Hawaii Island Places
The largest of all the islands, Hawaii Island continues to grow in size as lava flows into the sea. Beyond the volcano, there's so much to experience here and luxury resorts to eco-adventures.
The half-mile hike features both a paved path as well as an off-road trail and begins closer to the Hawai‘i Volcanoes National Park entrance. This route is laden with cinders from the 60-plus year old eruption that is just beginning to show new signs of life as grass and shrubs take root and flourish amid harsh conditions – one should be prepared for anything from blazing heat to torrential downpours.

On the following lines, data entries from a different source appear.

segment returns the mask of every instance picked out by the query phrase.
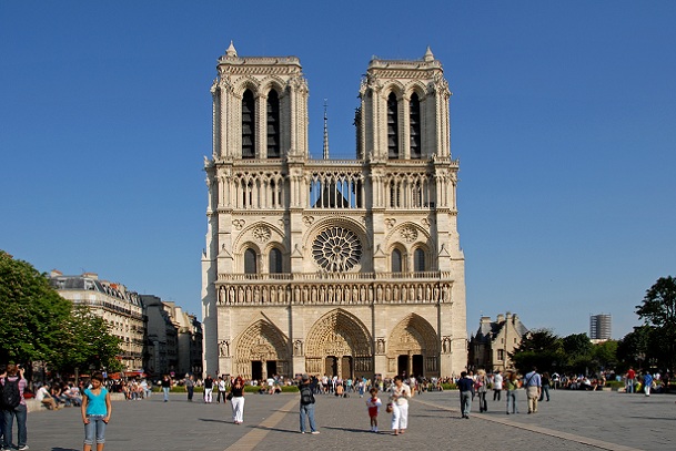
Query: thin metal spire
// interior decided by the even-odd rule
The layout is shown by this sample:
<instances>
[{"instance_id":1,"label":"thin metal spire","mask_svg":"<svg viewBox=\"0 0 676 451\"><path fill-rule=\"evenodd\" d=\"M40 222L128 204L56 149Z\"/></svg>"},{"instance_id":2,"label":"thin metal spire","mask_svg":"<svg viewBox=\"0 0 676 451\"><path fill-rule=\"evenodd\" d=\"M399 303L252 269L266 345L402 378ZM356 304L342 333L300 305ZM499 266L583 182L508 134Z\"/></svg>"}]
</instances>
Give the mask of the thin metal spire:
<instances>
[{"instance_id":1,"label":"thin metal spire","mask_svg":"<svg viewBox=\"0 0 676 451\"><path fill-rule=\"evenodd\" d=\"M324 99L324 160L329 160L329 117L326 116L326 99Z\"/></svg>"}]
</instances>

Downtown Hilo/Farmer’s Market
Historic Downtown Hilo is a quaint destination, featuring centuries-old wooden storefronts many of which are on the National Register of Historic Places with sophisticated galleries, shops, restaurants and cultural sites tucked inside. Be sure to visit the Pacific Tsunami Museum for a glimpse into the town’s dramatic past, and the daily farmer’s market, so you can enjoy the seasonal local produce.
Ken's House of Pancakes
Ken’s has been turning out breakfast for hungry locals (a rare find in Hilo). Allow some time to digest their extensive menu, but you’ll probably want to try their famous pancakes or waffles with coconut, passion fruit, or guava syrups.They have more than a dozen egg dishes, on top of the 20 omelettes, to choose from. Whatever you choose, save room for Ken’s macadamia nut pie, a perfect blend of salty and sweet.
Puuhonua O Honaunau National Historical Park
Under a canopy of palms trees, this quiet, seaside site evokes a sense of peace and forgiveness. Visitors can walk through the grounds and see stately kii (carved wooden images) surrounding Hale o Keawe, where the bones of 23 Hawaiian chiefs are interred. Another attraction is the massive Great Wall, measuring nearly 1,000 feet long, 10 feet high and 17 feet wide.
Kona Coffee Farm Tour
Kona coffee the economic mainstay of Hawaii Island is recognized as the best in the world, due to the ideal soil, altitude and microclimates in which it is grown. It’s also recognized as the most expensive, since every step, from planting to picking, is done by hand even after 200 years. You can tour some of the larger coffee farms (reservations are highly recommended) to meet the owners, taste their coffees, and see the different operations that make each farm unique.